As Cassidy said these words Caprice began to sob, she was trembling. Then with startling force she grabbed the front of his shirt, stared up at him and said in a choked voice with her tears freely flowing ‘Can’t you see I’m already broken?’


His face went almost pale watching her face scrunch up in such a painful grimace and she could see the conflict behind his mask. His masculine face scrunched at his brows fighting to keep his composure. He searched her eyes to find the truth, trying to see what it was that Caprice was seeing behind her eyes, deep in her mind. ‘Yes I can see that now. FUCK this is killing me!’ he gulped as he slammed his fist down on the seat of the bench beside her.


Suddenly he kissed her. Oh how he kissed her. She consumed his kisses with such hunger and need, her body tensed and her back arched as lightning bolts ran down her throat, through her stomach and into her groin overpowering her clit and vagina, the sudden rush of blood flowing so quickly that she experienced a mind orgasm, it was fast, pulsating, extremely brief, but an orgasm, made with the pure fury and passion of a single thought.

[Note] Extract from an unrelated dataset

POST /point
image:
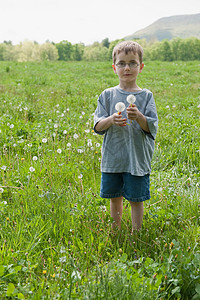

He felt her body tense and shutter and he stared at her, mystified that she could feel such desire and achieve such release with just his kiss. His lips dove on hers again, fierce, wanting to fuck her brains out right there, kissing her again and again with more and more passion, their tongues dance in their mouths, neither of them skipping a beat.


Their breathing became harsh gasps as they strained from their need, his one hand buried beneath her long soft hair, the other pulling down her bottom lip to allow deeper entry into her hungry mouth. She grasped at the base of his head, sucking his tongue deeper into her, her other hand was still clamped around his shirt holding herself closer to him.


Temporarily losing their minds in the heat of the moment, forgetting where they were, both of them mewing and moaning with their growing passion. Her nipples tightened into hard points and he groaned from his intense erection. Their nostrils flaring in and out as they breathed in and out like two horses going for the finish line. Heads swimming in their furious slaking.


Cassidy couldn’t take it any more and shaking, he slid a restless hand under her skirt expertly moving her panties aside as he plunged a few fingers deeply into her slick drenched pussy. Caprice nearly screamed but his mouth was so hard upon hers, crushing her that she only managed a muffled moan. With laboured breath, moving in time with his fingers while they probed deeper within her cunt he stroked her clit with his thumb making her squirm as she clawed at the button of his jeans, not caring who saw them, she wanted him, right there, right now.


Then suddenly Odessa angrily interrupted them, ‘What the fuck is up with this shit.’ she yelled as she approached from behind Cassidy. Caprice was disoriented, shaken at the sudden departure and was left almost breathless, her mind reeling and head spinning. Cassidy spun around guiltily, like he’d been caught doing something sinful. Had he? He thought. Hiding his wet fingers behind him and placing them in his back pocket to clean off any evidence he stood straight and met Odessa’s glare with shame written all over his flushed face.